On hearing the news Friday that he would not face perjury charges for his testimony to the Illinois House impeachment committee, Sen. Roland Burris proclaimed in a statement that “the truth has prevailed.” Forgive us, senator, if we disagree.

On hearing the news Friday that he would not face perjury charges for his testimony to the Illinois House impeachment committee, Sen. Roland Burris proclaimed in a statement that “the truth has prevailed.”


Forgive us, senator, if we disagree.


If anything, semantics prevailed in the latest “victory” in Burris’ short and turbulent Senate career. Truth, in its purest sense, has been a victim of this sorry debacle from the start.


This goes back to Burris’ initial nomination. As we said in December, and as we have repeated many times since, Burris’ very acceptance of this nomination by Rod Blagojevich — the man accused of trying to sell the seat to which he then nominated Burris — was proof of his unfitness for membership in the U.S. Senate. That Burris has never managed to comprehend this only puts his lack of judgment — and his ego — into sharper focus.


We agree with Sangamon County State’s Attorney John Schmidt that Burris probably did not commit the legal definition of perjury in his testimony before the Illinois House impeachment committee in January. Schmidt, who must prove his claims in a court of law, must be cautious in parsing Burris’ words.


Here in the court of public opinion — which is the court of Burris’ unfortunate constituents — we take a broader view. In his testimony, Burris told the committee he had contact only with Blagojevich associate Lon Monk prior to his appointment.


Rep. Jil Tracy then asked Burris, “So you don’t recall that there was anybody else besides Lon Monk that you expressed that interest to at that point?” Burris answered, “No, I can’t recall.”


Miraculously, after he was seated in the Senate (following a circus-like show among all parties involved), he “recalled” that he spoke to the governor’s brother, Rob, three times about the Senate vacancy. Oh, and he also “recalled” that he spoke to Blagojevich’s chief of staff, John Harris, who was later arrested on the same morning as the governor.


He revealed those recollections in an affidavit he filed with the committee because, he said, he was “not given the opportunity” to mention them in his testimony.


We'll go out on a short limb here and suggest that the “anybody else” in Rep. Tracy’s question would, to any witness concerned about truth, include the brother of the man whose impeachment was the subject of the hearing.

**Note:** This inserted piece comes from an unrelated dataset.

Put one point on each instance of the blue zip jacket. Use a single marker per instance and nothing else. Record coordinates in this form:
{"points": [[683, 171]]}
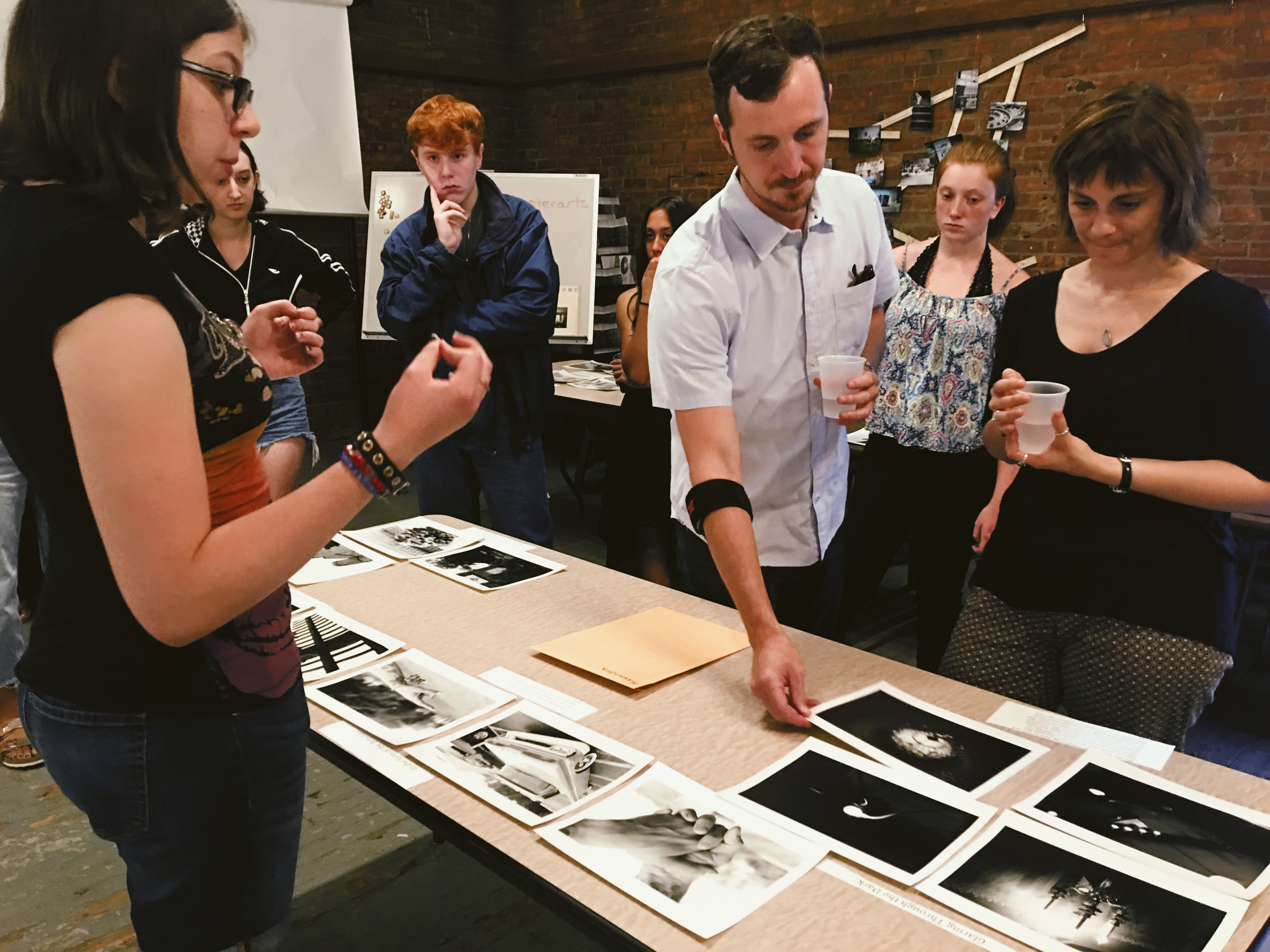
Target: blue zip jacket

We believe any thoughtful witness also would have managed to “recall,” when asked, speaking to the chief of staff of the soon-to-be-impeached governor.


But there we go again. Operating in the court of public opinion.


Were he not blinded by his desire for the title he now holds, Burris would have realized long ago that ultimately that is where he and his legacy will be judged. Legal decisions aside, this is where we believe the truth someday will prevail, and not in favor of Burris.